Overexpression and purification of recombinant PLP-1. Proteins were purified as described in Materials and Methods, analyzed by SDS–10% (A) or 4 to 15% (B) polyacrylamide gel electrophoresis, and stained with Coomassie blue. (A) Expression of PLP-1 from pET-PLP-1. Lane 1, supernatant after sonication and centrifugation; lane 2, pellet after sonication and centrifugation; lane 3, refolded PLP-1. PLP-1 is indicated by the arrow. (B) Purified MBP–PLP-1 H1272P and MBP–PLP-1 with (−) and without (+) factor Xa cleavage. MBP–PLP-1 (or MBP–PLP-1 H1272P), MBP, PLP-1, and factor Xa are indicated by arrows. The molecular masses of marker proteins are indicated to the left of each panel.
trans cleavage of viral substrates by PLP-1. (A) Cleavage of viral substrate translated in vitro from pSPN1S1. Lane 1, with MBP–PLP-1 enzyme; lane 2, with MBP–PLP-1 H1272P enzyme; lane 3, with refolded PLP-1. (B) Cleavage of viral substrate translated in vitro from pSPΔMscN1S1. Lane 1, with MBP–PLP-1 enzyme; lane 2, with MBP–PLP-1 H1272P enzyme; lane 3, with refolded PLP-1. (C) Immunoprecipitation with antiserum UP102 after cleavage of viral substrates translated in vitro from pSPN1S1 (lane 1), pSPΔMscN1S1 (lane 2), and pSPΔMAGN1S1 (lane 3) by MBP–PLP-1 enzyme. Samples were analyzed on SDS–10% polyacrylamide gels. Cleavage products are indicated by arrows. In panel B, p50 represents the carboxyl-terminal cleavage product resulting from cleavage at the p65 site. The molecular masses of marker proteins are indicated to the left of panel A. Much less p28 was produced with substrate translated from pSPΔMscN1S1 than with substrates translated from pSPN1S1 and pSPΔMAGN1S1 (B, lanes 1 and 3; C, lane 2). The p28 protein bands were visible upon prolonged exposure.

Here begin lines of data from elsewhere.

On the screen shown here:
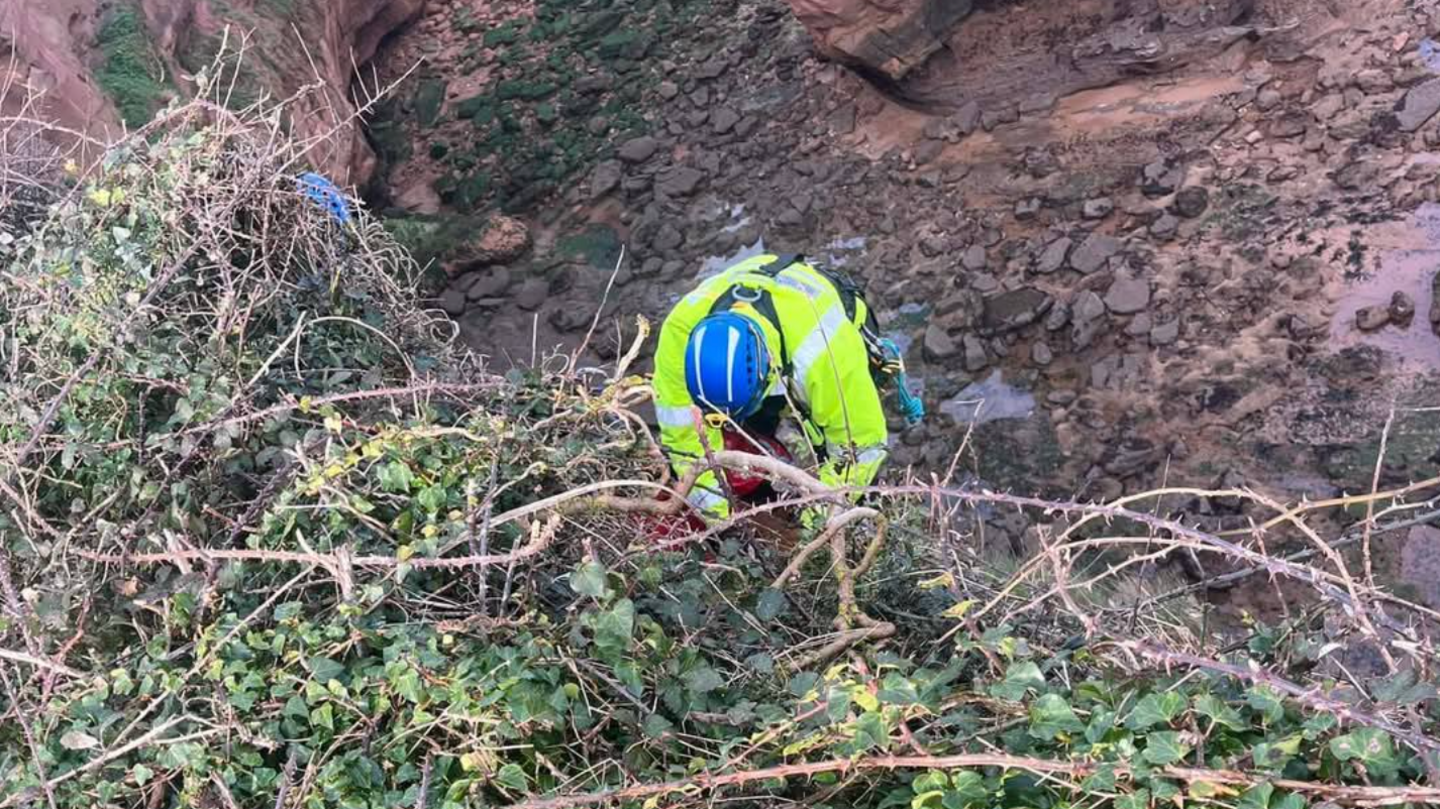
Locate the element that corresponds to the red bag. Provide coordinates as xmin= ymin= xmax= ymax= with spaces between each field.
xmin=642 ymin=429 xmax=795 ymax=541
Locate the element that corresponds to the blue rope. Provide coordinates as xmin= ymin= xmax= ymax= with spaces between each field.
xmin=880 ymin=337 xmax=924 ymax=428
xmin=300 ymin=171 xmax=350 ymax=225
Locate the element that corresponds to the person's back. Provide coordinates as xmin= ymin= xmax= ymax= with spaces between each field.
xmin=655 ymin=255 xmax=888 ymax=517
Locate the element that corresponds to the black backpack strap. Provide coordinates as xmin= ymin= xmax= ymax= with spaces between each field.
xmin=710 ymin=283 xmax=793 ymax=379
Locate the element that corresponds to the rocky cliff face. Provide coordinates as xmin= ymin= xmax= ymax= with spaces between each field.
xmin=0 ymin=0 xmax=425 ymax=184
xmin=789 ymin=0 xmax=973 ymax=79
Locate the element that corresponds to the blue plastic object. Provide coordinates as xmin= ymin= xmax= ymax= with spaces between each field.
xmin=300 ymin=171 xmax=350 ymax=225
xmin=685 ymin=312 xmax=770 ymax=419
xmin=880 ymin=337 xmax=924 ymax=428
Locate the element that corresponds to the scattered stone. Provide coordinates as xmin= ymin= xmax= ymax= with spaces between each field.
xmin=1266 ymin=164 xmax=1300 ymax=183
xmin=1045 ymin=389 xmax=1080 ymax=407
xmin=1395 ymin=79 xmax=1440 ymax=132
xmin=981 ymin=286 xmax=1054 ymax=334
xmin=1015 ymin=197 xmax=1045 ymax=222
xmin=710 ymin=107 xmax=740 ymax=135
xmin=1070 ymin=289 xmax=1106 ymax=351
xmin=1284 ymin=314 xmax=1320 ymax=340
xmin=439 ymin=286 xmax=465 ymax=317
xmin=590 ymin=160 xmax=625 ymax=200
xmin=1125 ymin=312 xmax=1152 ymax=337
xmin=923 ymin=322 xmax=960 ymax=363
xmin=1035 ymin=236 xmax=1074 ymax=275
xmin=962 ymin=334 xmax=989 ymax=373
xmin=960 ymin=245 xmax=985 ymax=272
xmin=616 ymin=135 xmax=660 ymax=163
xmin=1151 ymin=213 xmax=1179 ymax=240
xmin=465 ymin=266 xmax=510 ymax=301
xmin=1030 ymin=343 xmax=1056 ymax=367
xmin=1045 ymin=304 xmax=1071 ymax=331
xmin=1269 ymin=112 xmax=1310 ymax=140
xmin=1310 ymin=92 xmax=1345 ymax=121
xmin=691 ymin=55 xmax=730 ymax=81
xmin=516 ymin=278 xmax=550 ymax=312
xmin=1171 ymin=186 xmax=1210 ymax=219
xmin=955 ymin=101 xmax=981 ymax=135
xmin=914 ymin=141 xmax=945 ymax=166
xmin=1140 ymin=160 xmax=1185 ymax=197
xmin=1335 ymin=158 xmax=1381 ymax=191
xmin=454 ymin=216 xmax=530 ymax=269
xmin=1355 ymin=305 xmax=1390 ymax=331
xmin=1070 ymin=232 xmax=1125 ymax=275
xmin=1151 ymin=318 xmax=1179 ymax=348
xmin=828 ymin=104 xmax=858 ymax=135
xmin=655 ymin=166 xmax=706 ymax=197
xmin=1355 ymin=68 xmax=1395 ymax=95
xmin=935 ymin=286 xmax=985 ymax=331
xmin=651 ymin=222 xmax=685 ymax=253
xmin=1104 ymin=275 xmax=1151 ymax=315
xmin=395 ymin=178 xmax=441 ymax=214
xmin=1080 ymin=197 xmax=1115 ymax=219
xmin=1390 ymin=289 xmax=1416 ymax=322
xmin=1020 ymin=92 xmax=1056 ymax=115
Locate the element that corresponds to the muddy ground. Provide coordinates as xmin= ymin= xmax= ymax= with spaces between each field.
xmin=362 ymin=0 xmax=1440 ymax=609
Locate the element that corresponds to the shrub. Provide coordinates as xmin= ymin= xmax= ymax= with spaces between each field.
xmin=0 ymin=89 xmax=1440 ymax=809
xmin=95 ymin=4 xmax=166 ymax=128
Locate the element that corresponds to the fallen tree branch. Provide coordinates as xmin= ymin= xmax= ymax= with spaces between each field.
xmin=0 ymin=649 xmax=89 ymax=679
xmin=511 ymin=753 xmax=1440 ymax=809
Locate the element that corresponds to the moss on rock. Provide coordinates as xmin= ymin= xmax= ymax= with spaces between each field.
xmin=95 ymin=4 xmax=168 ymax=128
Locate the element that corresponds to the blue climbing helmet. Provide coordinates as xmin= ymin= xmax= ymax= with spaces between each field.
xmin=685 ymin=312 xmax=770 ymax=420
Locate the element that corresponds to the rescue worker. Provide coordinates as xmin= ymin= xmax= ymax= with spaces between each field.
xmin=655 ymin=249 xmax=888 ymax=523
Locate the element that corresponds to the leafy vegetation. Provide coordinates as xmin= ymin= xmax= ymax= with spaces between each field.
xmin=0 ymin=88 xmax=1440 ymax=809
xmin=95 ymin=3 xmax=168 ymax=128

In vitro trans cleavage by recombinant PLP-1 is more efficient at room temperature. Radiolabeled viral polypeptides were synthesized in a coupled transcription-translation system using as templates pSPN1S1 (A) and pSPΔMscN1S1 (B). Viral substrates were incubated with recombinant MBP–PLP-1 fusion enzyme overnight at either 22°C (lane 1) or 30°C (lane 2), followed by electrophoresis on SDS–10% polyacrylamide gels. Cleavage products are indicated by the arrows. In panel B, cleavage at the p65 site generates the carboxyl-terminal p50 polypeptide. The molecular masses of marker proteins are indicated to the right of panel B.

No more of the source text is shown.